Sunday, August 25, 2019 1:00 am

Editorial

I&M proposal gets thorough public vetting

No one wants to see the lights go out. But utilities don't get to decide unilaterally how much to charge. A report by the state's Office of the Utility Consumer Counselor last week was a dramatic reminder of what a bad idea that would be. 

In May, Indiana Michigan Power, which last year was granted a $96.8 million rate hike, asked the Indiana Utility Regulatory Commission for permission for a $172 million increase, which would raise the average residential customer's bill by $21.11 a month. As some of those who spoke at a public hearing here last month made clear, one feature of I&M's plan would strike hardest at the poor and those on fixed incomes who are already struggling to make ends meet. The fixed portion of that bill – a charge that isn't affected by how much electricity a customer uses – would go up by 43% if the latest request were approved.   

In a discussion with our editorial board last month, Toby Thomas, I&M's president and CEO, said the company cares about the disadvantaged and does all it can to avoid rate hikes, but that the equipment upgrades and other costs the new rate request would cover were essential to replace aging equipment, modernize and ensure reliable service.  

“The investments, from my perspective, are needed,” Thomas said. “If they were discretionary and we could wait years and years, we would. This system can't wait that long, and that's the reason we're making these investments.”

The consumer counselor's office, though, found the utility had not proven most of its case. Many proposed new expenditures were discretionary or unnecessary, the office said, and others could be paid for under I&M's existing rates. Its report to the regulatory commission recommends slashing all but $2 million from the utility's $172 million request. 

The power of the report may be seen in the 19-page, meticulous dissection of one of I&M's “must-have” expenditures: replacing 400,000 automatic meter readers with “smart readers” that can quickly alert the utility to service problems and give consumers quicker feedback on how much electricity they're using.    
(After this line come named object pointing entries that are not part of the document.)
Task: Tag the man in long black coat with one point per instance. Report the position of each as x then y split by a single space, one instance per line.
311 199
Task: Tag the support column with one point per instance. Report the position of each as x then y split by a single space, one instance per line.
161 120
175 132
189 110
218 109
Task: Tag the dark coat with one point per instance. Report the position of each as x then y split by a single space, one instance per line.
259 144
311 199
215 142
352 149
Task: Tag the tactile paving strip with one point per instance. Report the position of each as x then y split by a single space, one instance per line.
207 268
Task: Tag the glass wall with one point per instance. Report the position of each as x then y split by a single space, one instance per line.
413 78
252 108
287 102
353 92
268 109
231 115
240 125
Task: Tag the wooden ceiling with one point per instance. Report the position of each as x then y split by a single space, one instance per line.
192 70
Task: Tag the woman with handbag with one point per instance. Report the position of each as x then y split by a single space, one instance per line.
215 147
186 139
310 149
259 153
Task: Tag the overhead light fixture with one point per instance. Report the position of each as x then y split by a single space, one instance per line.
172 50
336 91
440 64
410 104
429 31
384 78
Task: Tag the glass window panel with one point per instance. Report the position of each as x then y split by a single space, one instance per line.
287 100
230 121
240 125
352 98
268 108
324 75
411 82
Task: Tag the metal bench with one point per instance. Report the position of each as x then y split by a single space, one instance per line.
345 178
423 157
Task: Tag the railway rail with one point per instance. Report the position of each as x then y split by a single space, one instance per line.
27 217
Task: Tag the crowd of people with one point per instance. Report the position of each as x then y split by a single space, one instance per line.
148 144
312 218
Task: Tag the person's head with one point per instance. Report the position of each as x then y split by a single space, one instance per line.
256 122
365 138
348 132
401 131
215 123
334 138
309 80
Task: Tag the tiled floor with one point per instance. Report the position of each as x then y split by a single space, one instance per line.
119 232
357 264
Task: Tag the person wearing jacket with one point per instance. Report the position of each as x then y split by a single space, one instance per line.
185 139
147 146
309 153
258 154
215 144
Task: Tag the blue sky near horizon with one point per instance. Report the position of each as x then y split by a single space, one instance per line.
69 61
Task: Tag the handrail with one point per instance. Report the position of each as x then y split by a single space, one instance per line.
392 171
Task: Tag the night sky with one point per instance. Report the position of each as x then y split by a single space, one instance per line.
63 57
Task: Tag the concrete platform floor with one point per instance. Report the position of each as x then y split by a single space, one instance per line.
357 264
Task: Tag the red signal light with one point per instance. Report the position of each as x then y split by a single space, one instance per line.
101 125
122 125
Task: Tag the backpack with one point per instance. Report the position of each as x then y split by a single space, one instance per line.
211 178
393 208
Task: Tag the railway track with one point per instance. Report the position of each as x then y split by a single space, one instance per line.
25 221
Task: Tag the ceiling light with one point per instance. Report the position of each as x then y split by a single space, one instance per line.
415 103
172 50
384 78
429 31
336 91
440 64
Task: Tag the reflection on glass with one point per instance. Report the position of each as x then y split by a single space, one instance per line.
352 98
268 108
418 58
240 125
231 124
“Technologically,” Thomas told us last month, “it allows us to see what's going on in the system with a great deal of granularity. And the two-way communication also will allow us to give customers better information, to better affect how they use the service.”

But Anthony A. Alvarez, a utility analyst for the consumer counselor's office, concluded the utility had not shown that installing the automatic readers was either cost-effective or necessary. I&M, Alvarez testified, estimates 35% of the automatic meters will have reached the end of their “design life” by the time the new meters would be deployed. “However, if any of the 35% are tested and proven to be operating satisfactorily, they can be placed back in service,” Alvarez said. “That means that more than 65% of I&M's meters are in good working condition.” Present rates, he noted, already include the costs of testing and maintaining meters.  

Among other recommendations, the report also urges the commission not to allow I&M to raise fixed residential charges from $10.50 a month to $15 or add a “bulk discount” that would discourage energy conservation.  

I&M will have the opportunity to respond to those recommendations, and the Utility Regulatory Commission will hear much more from intervenors, the counselor's office and the utility before it rules, months from now. It's a fair and thorough process that serves both the electric company and the public.